Lending business moderates, spreads stable. Loan growth was modest (21.7% yoy, flat qoq), with approvals and disbursements falling 45% and 56% respectively. However, spreads were stable qoq at 2.5%, resulting in NII rising 22.4% yoy (2% qoq). In their results conference call, management maintained its loan growth guidance of 15-17% over FY13-14. We expect NII to grow 24.3% in FY13 and 25.2% in FY14, led by the strong loan pipeline and IDFC's ability to manage spreads efficiently.

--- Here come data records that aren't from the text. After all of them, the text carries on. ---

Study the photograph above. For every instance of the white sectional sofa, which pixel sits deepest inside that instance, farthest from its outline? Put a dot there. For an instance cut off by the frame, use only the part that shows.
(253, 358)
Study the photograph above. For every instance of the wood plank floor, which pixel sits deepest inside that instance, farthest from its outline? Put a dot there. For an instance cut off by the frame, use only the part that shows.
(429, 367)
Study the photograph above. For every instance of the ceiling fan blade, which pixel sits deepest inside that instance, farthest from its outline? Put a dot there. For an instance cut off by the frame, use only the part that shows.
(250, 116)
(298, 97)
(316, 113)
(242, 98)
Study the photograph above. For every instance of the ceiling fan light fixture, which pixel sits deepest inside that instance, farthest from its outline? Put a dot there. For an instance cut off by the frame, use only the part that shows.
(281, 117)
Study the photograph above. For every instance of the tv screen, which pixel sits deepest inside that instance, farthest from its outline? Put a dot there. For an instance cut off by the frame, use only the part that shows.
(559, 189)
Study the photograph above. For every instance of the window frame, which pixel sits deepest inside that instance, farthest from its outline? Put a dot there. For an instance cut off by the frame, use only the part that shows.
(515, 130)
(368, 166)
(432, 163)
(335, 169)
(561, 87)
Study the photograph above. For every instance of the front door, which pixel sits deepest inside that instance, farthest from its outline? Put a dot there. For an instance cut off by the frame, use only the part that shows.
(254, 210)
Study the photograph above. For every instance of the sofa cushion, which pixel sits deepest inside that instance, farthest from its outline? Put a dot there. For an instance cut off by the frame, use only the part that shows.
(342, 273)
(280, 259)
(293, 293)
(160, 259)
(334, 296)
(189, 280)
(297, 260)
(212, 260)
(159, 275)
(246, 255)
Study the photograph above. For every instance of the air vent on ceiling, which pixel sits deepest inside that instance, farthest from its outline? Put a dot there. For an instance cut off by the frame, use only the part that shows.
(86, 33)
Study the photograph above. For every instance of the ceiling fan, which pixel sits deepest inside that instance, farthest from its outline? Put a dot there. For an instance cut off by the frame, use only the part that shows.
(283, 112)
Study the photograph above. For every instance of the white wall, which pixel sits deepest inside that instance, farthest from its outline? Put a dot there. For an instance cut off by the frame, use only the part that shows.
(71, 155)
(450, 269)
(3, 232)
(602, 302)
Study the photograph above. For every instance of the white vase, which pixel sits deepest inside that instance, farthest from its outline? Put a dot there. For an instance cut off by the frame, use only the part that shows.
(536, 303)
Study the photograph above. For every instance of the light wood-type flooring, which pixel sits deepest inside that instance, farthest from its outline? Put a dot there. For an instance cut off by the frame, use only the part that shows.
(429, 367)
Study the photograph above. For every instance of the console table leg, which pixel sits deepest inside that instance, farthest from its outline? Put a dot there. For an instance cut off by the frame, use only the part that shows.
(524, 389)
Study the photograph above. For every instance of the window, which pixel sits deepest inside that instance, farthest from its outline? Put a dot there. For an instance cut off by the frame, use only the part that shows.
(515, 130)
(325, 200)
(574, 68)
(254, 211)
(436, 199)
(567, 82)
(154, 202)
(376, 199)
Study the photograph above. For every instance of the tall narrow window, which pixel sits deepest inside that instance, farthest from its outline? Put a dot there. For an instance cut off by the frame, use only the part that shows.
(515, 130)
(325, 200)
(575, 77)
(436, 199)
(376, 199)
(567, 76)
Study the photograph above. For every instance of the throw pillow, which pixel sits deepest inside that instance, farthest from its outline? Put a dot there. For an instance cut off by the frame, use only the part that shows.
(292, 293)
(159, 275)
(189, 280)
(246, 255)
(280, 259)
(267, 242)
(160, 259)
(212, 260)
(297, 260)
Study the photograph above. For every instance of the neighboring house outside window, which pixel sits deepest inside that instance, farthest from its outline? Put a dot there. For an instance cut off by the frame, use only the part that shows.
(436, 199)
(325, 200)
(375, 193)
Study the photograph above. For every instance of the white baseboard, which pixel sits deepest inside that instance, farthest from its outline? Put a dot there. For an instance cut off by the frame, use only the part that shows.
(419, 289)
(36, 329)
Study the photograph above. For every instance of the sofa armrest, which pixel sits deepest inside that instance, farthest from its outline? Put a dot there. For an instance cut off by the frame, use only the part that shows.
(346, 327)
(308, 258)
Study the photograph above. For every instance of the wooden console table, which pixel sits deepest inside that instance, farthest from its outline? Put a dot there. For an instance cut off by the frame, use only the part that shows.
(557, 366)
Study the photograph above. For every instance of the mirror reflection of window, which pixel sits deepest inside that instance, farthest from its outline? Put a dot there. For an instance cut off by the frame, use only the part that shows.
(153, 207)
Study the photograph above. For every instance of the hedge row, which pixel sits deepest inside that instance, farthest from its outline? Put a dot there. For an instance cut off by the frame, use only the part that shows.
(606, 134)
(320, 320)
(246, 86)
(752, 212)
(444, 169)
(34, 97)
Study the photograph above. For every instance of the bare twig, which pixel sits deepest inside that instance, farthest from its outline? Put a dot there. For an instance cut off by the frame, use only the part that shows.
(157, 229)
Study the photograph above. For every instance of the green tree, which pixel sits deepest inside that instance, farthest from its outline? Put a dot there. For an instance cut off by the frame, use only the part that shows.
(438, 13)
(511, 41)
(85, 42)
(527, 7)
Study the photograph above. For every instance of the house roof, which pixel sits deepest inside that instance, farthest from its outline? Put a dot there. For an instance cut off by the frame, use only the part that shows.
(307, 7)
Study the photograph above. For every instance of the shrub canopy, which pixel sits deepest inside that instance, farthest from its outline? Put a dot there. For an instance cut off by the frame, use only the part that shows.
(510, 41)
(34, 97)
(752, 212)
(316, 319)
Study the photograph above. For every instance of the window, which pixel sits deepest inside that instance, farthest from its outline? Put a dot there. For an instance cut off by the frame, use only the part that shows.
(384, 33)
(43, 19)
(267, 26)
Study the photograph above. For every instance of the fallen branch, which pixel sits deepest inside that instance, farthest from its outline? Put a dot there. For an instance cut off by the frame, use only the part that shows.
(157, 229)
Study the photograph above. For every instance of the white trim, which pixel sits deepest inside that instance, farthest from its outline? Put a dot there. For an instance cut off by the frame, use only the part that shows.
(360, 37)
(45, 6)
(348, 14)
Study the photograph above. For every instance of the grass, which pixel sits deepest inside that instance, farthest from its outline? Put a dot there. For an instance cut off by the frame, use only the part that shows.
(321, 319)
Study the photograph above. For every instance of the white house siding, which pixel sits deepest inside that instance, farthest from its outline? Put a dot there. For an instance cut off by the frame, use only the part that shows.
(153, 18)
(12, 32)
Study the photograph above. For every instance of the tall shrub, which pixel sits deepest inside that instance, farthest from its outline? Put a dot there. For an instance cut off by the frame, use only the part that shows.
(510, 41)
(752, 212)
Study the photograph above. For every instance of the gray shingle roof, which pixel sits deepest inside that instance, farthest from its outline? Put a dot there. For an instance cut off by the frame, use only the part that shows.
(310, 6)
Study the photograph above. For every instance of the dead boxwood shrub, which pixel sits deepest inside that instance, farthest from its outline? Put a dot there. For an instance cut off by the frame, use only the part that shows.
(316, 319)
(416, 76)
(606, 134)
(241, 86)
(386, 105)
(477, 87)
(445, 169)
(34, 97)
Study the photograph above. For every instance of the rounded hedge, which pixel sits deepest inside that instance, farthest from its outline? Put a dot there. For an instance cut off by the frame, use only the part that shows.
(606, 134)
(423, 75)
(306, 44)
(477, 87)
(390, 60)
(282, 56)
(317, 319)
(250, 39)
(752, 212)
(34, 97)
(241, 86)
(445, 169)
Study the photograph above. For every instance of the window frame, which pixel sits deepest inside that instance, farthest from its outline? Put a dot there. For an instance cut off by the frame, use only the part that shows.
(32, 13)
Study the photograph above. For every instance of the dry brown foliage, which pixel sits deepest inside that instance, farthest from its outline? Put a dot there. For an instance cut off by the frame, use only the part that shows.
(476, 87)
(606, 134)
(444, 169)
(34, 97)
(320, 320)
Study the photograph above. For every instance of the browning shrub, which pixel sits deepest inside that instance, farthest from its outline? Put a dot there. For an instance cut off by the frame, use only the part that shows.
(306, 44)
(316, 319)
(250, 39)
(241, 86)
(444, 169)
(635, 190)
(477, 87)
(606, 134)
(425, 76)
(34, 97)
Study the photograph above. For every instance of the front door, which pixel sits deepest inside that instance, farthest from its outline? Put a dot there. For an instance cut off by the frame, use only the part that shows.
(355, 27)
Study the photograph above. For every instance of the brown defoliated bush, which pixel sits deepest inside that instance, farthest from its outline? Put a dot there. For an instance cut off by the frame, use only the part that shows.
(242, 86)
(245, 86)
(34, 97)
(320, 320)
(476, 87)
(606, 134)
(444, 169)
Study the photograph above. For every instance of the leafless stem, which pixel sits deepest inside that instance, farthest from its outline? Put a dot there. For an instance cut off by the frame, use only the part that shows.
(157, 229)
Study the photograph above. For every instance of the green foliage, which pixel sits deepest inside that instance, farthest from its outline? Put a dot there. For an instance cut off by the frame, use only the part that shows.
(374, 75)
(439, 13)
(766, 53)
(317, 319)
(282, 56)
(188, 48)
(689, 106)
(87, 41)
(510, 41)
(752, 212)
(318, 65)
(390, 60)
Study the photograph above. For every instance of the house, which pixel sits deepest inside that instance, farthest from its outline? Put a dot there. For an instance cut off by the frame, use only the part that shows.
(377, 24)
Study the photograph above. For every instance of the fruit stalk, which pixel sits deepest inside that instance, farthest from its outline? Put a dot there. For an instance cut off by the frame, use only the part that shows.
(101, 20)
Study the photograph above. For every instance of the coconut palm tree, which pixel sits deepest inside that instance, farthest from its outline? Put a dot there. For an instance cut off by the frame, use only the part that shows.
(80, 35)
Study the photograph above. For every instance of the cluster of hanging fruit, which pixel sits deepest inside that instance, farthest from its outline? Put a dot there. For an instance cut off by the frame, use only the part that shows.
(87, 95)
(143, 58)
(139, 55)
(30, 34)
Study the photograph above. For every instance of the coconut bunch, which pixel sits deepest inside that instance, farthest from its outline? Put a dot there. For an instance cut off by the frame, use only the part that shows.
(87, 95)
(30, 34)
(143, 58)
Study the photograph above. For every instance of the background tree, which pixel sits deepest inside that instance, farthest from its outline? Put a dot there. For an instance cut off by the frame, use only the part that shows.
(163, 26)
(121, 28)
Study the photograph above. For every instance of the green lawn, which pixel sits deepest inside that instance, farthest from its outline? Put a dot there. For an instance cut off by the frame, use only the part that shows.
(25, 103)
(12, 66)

Low fee & treasury income; productivity better. Non-interest income declined 22.5% yoy and 14.9% qoq on account of lower loan related fees (21.9% yoy, -11.4% qoq) and a sharp fall in treasury income (-92.3% yoy, -85.7% qoq). While asset management fees were strong (27.9% yoy, 26.1% qoq), investment banking (-50% yoy, -92% qoq) and institutional broking (-12% qoq) remained weak. However, IDFC has been able to keep operating costs in check, with cost-to-income falling 60bps yoy to 16%.
Stable asset quality, well-capitalized for growth. Asset quality is healthy, with gross NPA falling 5.1% qoq to Rs.1.4bn (0.26%) of loans. We expect IDFC's conservative underwriting standards and prudent provisioning policy to keep credit costs stable at ~40bps over FY13-15. With capital adequacy of 22.5% (tier-1: 20.2%), it is adequately capitalized for growth opportunities in infra finance.
Our take. With its strong domain expertise and unique position, we believe IDFC is poised to capitalize on opportunities in infra funding, and sustain RoA of 2.7% over FY14-15. Hence, we retain our Buy rating. Our sum-of-parts valuation gives us fair value of Rs.219; we value the lending business at Rs.188 a share (1.9x FY14e BV) and other businesses and investments at Rs.31. Risks. Substantial slowdown in infrastructure spending and inability to mobilise resources for the AMC business.